AI/ML Engineer (Clinical Data Intelligence Platform) 

Company Overview 

We are building a generative AI–powered Clinical Data Intelligence Platform that helps pharmaceutical companies and research institutions complete FDA submissions more efficiently, compliantly, and intelligently. The platform automates the processing of real-world and clinical trial data. 

 
Our mission: make standardization, analysis, and submission more efficient and intelligent, accelerating drug development and innovation in life sciences. 

Position Title 

AI/ML Engineer 
 
Focus on LLM + Multi-Agent Systems + Compliance Data Engineering, targeting senior / staff / principal-level engineers capable of driving deployment and scalability in complex, high-uncertainty environments. 

Job Description 

• Design and implement LLM / generative modeling algorithms and systems for clinical data processing, validation, and review. 
• Research and deploy multi-agent architectures (reasoning, planning, tool use, self-verification) to solve complex data transformation, auditing, and traceability problems. 
• Build and optimize end-to-end data pipelines. 
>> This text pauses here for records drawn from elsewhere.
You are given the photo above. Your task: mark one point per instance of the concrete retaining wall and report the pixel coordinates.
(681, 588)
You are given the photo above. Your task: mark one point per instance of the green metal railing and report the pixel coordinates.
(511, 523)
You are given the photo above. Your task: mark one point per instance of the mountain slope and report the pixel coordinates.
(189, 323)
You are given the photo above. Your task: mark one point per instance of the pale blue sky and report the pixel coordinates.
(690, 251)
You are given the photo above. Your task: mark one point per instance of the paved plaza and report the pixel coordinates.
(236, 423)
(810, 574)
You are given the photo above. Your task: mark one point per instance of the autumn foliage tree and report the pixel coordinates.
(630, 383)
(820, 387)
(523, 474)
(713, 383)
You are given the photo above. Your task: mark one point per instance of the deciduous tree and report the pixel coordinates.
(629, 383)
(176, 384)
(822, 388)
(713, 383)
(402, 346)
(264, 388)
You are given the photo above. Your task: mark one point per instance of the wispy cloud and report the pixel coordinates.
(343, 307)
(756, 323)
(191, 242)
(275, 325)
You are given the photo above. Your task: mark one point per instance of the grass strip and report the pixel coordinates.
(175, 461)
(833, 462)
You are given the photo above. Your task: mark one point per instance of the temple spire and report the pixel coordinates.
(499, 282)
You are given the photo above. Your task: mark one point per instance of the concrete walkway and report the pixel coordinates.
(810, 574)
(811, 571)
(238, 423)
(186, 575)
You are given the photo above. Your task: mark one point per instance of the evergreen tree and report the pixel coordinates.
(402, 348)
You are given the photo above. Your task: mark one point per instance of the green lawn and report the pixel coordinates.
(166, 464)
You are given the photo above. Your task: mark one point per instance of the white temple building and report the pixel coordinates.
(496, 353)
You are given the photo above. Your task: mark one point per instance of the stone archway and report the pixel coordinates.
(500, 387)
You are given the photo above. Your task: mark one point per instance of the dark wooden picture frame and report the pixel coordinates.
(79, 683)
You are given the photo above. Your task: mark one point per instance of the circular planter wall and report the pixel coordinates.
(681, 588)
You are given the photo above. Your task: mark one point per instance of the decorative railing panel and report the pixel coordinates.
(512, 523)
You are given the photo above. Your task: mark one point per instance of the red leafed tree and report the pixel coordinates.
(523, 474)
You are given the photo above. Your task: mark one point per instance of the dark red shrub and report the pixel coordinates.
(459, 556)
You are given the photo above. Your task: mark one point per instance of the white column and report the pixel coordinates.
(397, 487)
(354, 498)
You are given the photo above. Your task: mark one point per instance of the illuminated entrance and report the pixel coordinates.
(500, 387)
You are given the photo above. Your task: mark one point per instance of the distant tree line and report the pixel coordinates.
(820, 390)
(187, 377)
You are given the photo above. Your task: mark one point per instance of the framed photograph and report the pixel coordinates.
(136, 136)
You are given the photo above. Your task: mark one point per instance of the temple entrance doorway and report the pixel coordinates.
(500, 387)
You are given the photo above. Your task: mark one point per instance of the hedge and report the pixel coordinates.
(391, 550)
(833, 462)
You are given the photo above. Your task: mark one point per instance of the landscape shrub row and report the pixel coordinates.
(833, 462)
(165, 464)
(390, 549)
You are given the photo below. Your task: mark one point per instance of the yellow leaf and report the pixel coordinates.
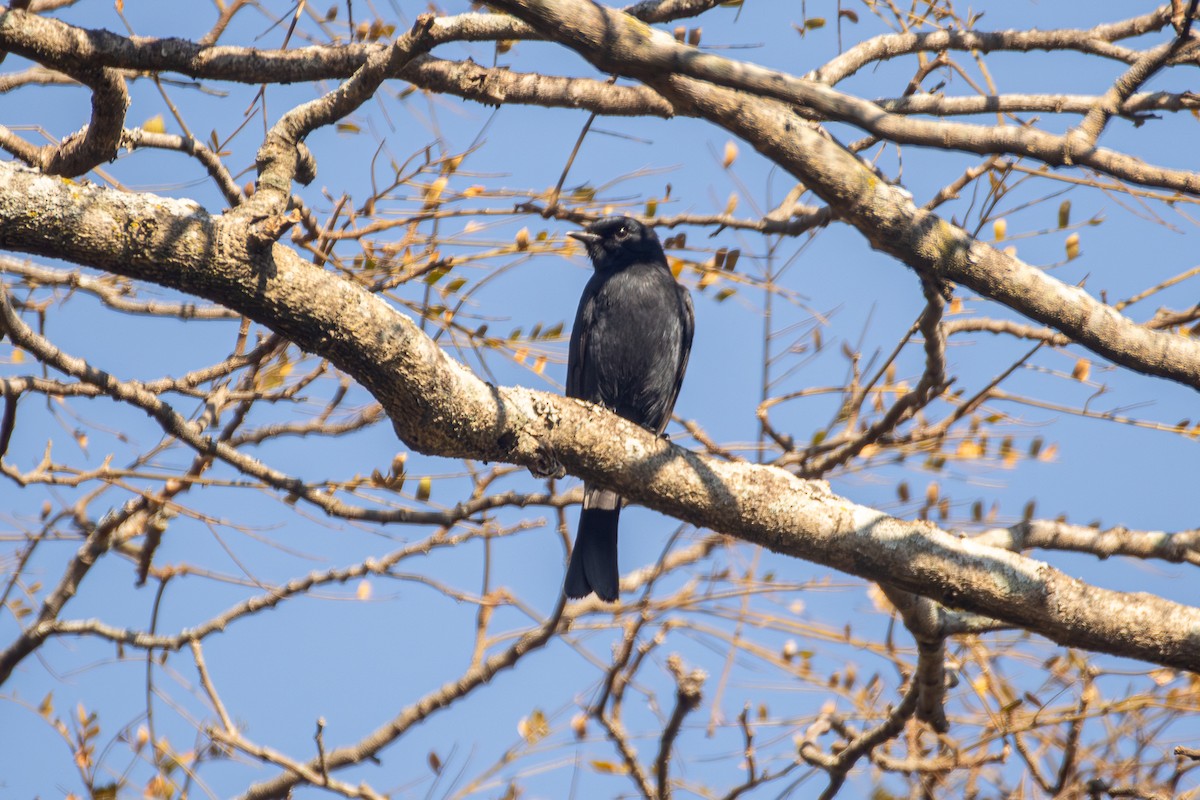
(969, 450)
(534, 727)
(1083, 368)
(731, 154)
(1072, 247)
(435, 191)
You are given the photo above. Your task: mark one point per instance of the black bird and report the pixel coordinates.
(629, 350)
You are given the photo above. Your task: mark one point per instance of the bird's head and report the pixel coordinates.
(616, 242)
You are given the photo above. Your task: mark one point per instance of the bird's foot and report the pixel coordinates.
(546, 464)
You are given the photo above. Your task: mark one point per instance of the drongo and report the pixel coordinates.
(629, 349)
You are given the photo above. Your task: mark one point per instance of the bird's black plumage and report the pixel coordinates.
(629, 350)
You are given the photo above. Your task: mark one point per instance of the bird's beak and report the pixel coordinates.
(585, 236)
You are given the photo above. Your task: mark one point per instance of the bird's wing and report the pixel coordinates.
(576, 354)
(689, 328)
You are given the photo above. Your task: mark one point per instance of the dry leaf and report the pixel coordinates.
(731, 154)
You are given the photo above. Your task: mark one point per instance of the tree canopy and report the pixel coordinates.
(283, 334)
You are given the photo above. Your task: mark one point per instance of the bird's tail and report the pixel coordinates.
(593, 565)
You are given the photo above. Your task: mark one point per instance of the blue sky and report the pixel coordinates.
(355, 662)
• Collaborate across Biostatistics, Data Management, and Platform Engineering teams to align with FDA/CDISC compliance standards. 
• Develop evaluation and security mechanisms (data anonymization, access control/auditing, model safety boundaries, benchmark evaluation) to continuously enhance system reliability, interpretability, and compliance. 
• Perform system-level trade-offs among performance, cost, and maintainability, and drive engineering scalability through service-oriented, containerized, and horizontally scalable solutions. 

Qualifications 

Required 

• Solid background in Machine Learning, proficient in PyTorch / TensorFlow or similar deep learning frameworks. 
• Strong Python engineering skills, capable of writing readable, testable, and maintainable production-grade code. 
• Experience or research in Agentic AI / Multi-Agent systems, with understanding of reasoning, multi-step task planning, and self-feedback mechanisms. 
• Strong ability to read and comprehend technical and regulatory English documentation, including FDA/CDISC standards. 
• Familiar with LLM application engineering, including prompt engineering, function/tool calling, retrieval-augmented generation (RAG), evaluation and alignment, model training (fine-tuning, RL, etc.), and inference optimization (quantization, batch processing, hardware acceleration). 

Preferred 

• Understanding of clinical trial data workflows and the SAS ecosystem, with collaboration experience in statistical programming / biostatistics. 
• Familiar with pharmaceutical compliance, including FDA submission process, 21 CFR Part 11, GxP, and data traceability & audit. 
• Proven experience deploying and operating AI/ML systems in high-compliance industries (e.g., healthcare, finance, government). 

Competency Model 

Senior Engineer 

• Independently responsible for complex subsystems/features; capable of driving delivery under incomplete requirements. 
• Technically lead small teams, balancing performance, stability, and compliance in solution design. 
• Mentor junior and mid-level engineers, establishing engineering best practices. 

Staff Engineer 

• End-to-end ownership of key product domains; define technical roadmap and evolution plan. 
• Align across teams (Biostat/DM/Platform/Compliance), resolving ambiguity and dependencies. 
• Drive organizational quality and efficiency through metrics and evaluation frameworks, generating broad organizational impact. 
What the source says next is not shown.